Skip to main content

MLBOM documentation tool

Project description

MLBOMDoc

MLBOMDOC is a human-readable document generator for an ML-BOM (ML Bill of Materials). MLBOMs document Machine Learning model components which are typically contained within an SBOM (Software Bill of Materials). MLBOMs are supported for CycloneDX.

Installation

To install use the following command:

pip install mlbomdoc

Alternatively, just clone the repo and install dependencies using the following command:

pip install -U -r requirements.txt

The tool requires Python 3 (3.8+). It is recommended to use a virtual python environment especially if you are using different versions of python. virtualenv is a tool for setting up virtual python environments which allows you to have all the dependencies for the tool set up in a single environment, or have different environments set up for testing using different versions of Python.

Usage

usage: mlbomdoc [-h] [-i INPUT_FILE] [--debug] [-f {console,json,markdown,pdf}] [-o OUTPUT_FILE] [-V]

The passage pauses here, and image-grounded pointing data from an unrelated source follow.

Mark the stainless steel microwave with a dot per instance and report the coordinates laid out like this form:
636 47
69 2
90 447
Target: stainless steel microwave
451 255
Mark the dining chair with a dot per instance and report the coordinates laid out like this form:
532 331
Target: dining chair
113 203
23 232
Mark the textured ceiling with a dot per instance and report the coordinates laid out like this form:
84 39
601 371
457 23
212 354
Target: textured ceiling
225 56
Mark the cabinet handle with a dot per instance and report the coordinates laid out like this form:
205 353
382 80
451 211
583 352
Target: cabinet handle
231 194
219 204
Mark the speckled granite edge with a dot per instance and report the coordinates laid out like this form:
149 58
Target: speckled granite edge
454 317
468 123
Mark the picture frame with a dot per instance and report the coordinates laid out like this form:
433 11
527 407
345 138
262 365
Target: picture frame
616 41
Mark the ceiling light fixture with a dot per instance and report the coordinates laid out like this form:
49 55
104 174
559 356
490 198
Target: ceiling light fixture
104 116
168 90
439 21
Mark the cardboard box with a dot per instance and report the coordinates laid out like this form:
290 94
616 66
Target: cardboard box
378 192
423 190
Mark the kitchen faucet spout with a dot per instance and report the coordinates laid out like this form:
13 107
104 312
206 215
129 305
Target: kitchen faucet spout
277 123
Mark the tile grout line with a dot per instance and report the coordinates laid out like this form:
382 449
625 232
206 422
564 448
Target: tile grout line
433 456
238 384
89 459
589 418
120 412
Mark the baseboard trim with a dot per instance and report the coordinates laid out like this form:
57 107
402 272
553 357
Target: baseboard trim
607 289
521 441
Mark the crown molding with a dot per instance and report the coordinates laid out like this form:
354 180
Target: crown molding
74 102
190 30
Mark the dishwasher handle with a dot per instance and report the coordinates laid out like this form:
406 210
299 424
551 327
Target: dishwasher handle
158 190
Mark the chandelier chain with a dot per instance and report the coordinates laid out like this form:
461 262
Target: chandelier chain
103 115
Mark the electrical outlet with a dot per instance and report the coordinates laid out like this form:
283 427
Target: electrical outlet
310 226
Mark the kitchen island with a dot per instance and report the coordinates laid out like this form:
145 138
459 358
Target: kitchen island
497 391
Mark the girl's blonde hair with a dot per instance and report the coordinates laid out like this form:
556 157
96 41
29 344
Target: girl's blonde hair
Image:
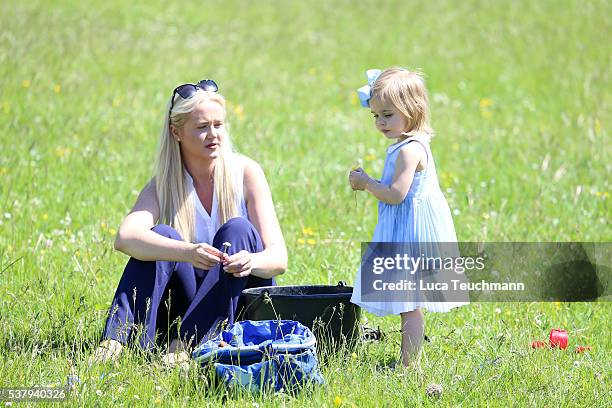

MLBOMdoc generates documentation for a MLBOM.

options:
  -h, --help            show this help message and exit
  -V, --version         show program's version number and exit

Input:
  -i INPUT_FILE, --input-file INPUT_FILE
                        Name of MLBOM file

Output:
  --debug               add debug information
  -f {console,json,markdown,pdf}, --format {console,json,markdown,pdf}
                        Output format (default: output to console)
  -o OUTPUT_FILE, --output-file OUTPUT_FILE
                        output filename (default: output to stdout)

Operation

The --input-file option is used to specify the MLBOM to be processed. The format of the SBOM is determined according to the following filename conventions.

SBOM Format Filename extension
CycloneDX JSON .json

The --output-file option is used to control the destination of the output generated by the tool. The default is to report to the console, but it can also be stored in a file (specified using --output-file option).

Example

Given the following MLBOM (test.json), the following output is produced to the console.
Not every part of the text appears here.